We have a plan to save Peach, and we want to know what you think of it.

We’ve just launched a funding drive to demonstrate community backing and make the initial server handoff possible. If it doesn’t succeed, of course, anyone who has donated will be refunded. If it does, we’ll be forming a small corporation to handle the funds, and we’ll set up a subscription service via Patreon to make that funding sustainable.

A corporation needs people to run it. The Cobbler Collective — Josh (jcbbge), Maxwell Newberry (peachdad), Emily Jeffers and Brendan Adkins (brendn) — would compose the initial corporate board. When possible, we would transition to officer positions, accepting nominations for a rotating board whose membership would include and reflect the composition of Peach’s audience (primarily people who are not straight white cis men). And that board, in turn, would be able to select officers and guide the app down the line.

We want your help — not to take possession of Peach forever, but to get started building a foundation for its future.

To be clear, no one expects to get paid for this work right now. All funds collected would go toward sustaining or enhancing the app and its infrastructure. And while the company taking care of Peach would have to make tricky decisions, we want it to adhere to guiding principles inspired by those of Dreamwidth Studios:

Community ownership. The best way to keep Peach viable is to make sure that the people who use it are the ones who choose what to do with it. We would maintain a request and feedback channel for all users. While people supporting the app financially would always be able to vote with their wallets, our board’s chief duty would be to ensure that every voice on Peach was heard (regardless of whether they can afford to chip in for maintenance).

Transparency. No more mystery about how or how long Peach will remain operational. The future of the app would be an open book to all users, and so would the decision-making process to lead us there.

Open access. We would prioritize new features to give everyone power over their own archive data, and we would open-source Peach’s client and server code for community maintenance and development.

Privacy and respect. No banner ads, no promotional algorithms, and no protecting malign actors just to juice the user numbers. Peach is a network, not a publisher, and your personal connections would always be your own choice. That means never selling access to your data or your attention.

Freedom. Peach does not and should not place limits on your free expression, except as required by law or protect the viability of the app (no one likes spam). And while crowdfunding would be the best way to keep the servers running, Peach will never make you pay to use it.

Singularity. Peach matters to its audience because it set out differently from other platforms, with a desire to shelter and delight people, instead of focusing on unsustainable growth toward the lowest common denominator. Decisions about fixes and features should follow that impulse, not imitate the social media software herd.

Photo by Neil Conway

These are draft principles, still unratified, but we hope they are a clear statement of our intentions. Those of us who have stuck with Peach for this long did so because we all care about it, and because we care about the connections it has encouraged between us. That care deserves attention and care in return, and the platform and its unique structure deserve to stay alive.

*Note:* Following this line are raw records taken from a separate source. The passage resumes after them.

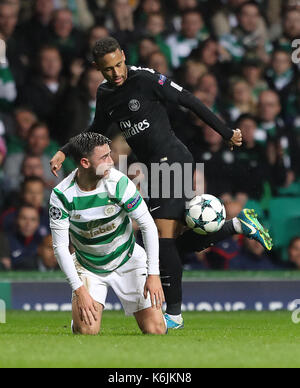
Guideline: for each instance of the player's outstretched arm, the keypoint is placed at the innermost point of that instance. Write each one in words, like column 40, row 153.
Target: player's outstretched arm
column 167, row 90
column 150, row 238
column 56, row 162
column 100, row 124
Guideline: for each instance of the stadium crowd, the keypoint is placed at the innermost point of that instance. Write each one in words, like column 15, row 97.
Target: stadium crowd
column 239, row 57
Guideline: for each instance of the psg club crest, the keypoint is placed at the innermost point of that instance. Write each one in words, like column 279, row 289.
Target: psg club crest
column 134, row 105
column 55, row 213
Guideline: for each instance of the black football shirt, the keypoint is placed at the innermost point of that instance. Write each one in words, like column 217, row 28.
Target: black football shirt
column 138, row 106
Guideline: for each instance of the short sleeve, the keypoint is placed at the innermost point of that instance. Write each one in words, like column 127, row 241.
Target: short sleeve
column 163, row 88
column 58, row 215
column 129, row 198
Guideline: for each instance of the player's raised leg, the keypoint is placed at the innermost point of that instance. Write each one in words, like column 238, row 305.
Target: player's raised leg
column 86, row 315
column 171, row 270
column 151, row 321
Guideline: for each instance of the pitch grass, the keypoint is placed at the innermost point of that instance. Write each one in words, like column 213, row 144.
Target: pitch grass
column 240, row 339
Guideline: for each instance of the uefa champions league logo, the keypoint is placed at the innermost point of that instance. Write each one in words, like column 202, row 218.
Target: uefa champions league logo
column 2, row 311
column 2, row 52
column 296, row 52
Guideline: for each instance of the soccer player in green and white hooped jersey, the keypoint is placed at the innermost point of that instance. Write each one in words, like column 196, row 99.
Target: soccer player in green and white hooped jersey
column 95, row 205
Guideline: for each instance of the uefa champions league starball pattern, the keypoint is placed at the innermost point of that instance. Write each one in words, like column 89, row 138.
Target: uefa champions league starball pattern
column 206, row 214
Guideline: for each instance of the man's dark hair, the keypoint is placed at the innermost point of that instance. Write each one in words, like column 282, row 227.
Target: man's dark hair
column 105, row 46
column 250, row 2
column 25, row 205
column 81, row 146
column 31, row 179
column 293, row 240
column 38, row 124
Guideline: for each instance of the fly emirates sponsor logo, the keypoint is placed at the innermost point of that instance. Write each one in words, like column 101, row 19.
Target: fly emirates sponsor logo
column 130, row 129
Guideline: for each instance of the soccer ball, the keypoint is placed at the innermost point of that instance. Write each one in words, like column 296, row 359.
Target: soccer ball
column 206, row 214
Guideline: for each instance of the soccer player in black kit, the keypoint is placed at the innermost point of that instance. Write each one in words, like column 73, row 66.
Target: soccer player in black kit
column 134, row 98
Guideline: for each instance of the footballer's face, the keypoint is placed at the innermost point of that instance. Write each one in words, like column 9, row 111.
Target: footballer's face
column 113, row 67
column 100, row 162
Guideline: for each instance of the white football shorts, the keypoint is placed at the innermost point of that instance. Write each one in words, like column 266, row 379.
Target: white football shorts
column 127, row 282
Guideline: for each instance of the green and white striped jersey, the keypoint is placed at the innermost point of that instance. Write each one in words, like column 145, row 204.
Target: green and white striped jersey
column 98, row 221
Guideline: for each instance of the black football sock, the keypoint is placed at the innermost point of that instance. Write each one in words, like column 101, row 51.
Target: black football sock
column 171, row 274
column 193, row 242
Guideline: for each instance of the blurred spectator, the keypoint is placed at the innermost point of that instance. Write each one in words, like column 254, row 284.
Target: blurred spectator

If you like this plan, there are three things you can do.

First, post a link to this article on Peach (and, ok, twitter), and talk it over with your friends. See what emerges in your discussion and whether you spot things we still need to consider.

Second, if you’ve got a few bucks to spare this month, kick them over to the fundraiser to prove we can make this happen together!

And third, if you’ve got ideas or concerns about the plan, send the Cobbler Collective an email and let us hear what you have to say. (Especially if you are Dom Hofman or anyone else who helped make Peach so special in the first place.)

Let’s save Peach together. We’re the only ones who can.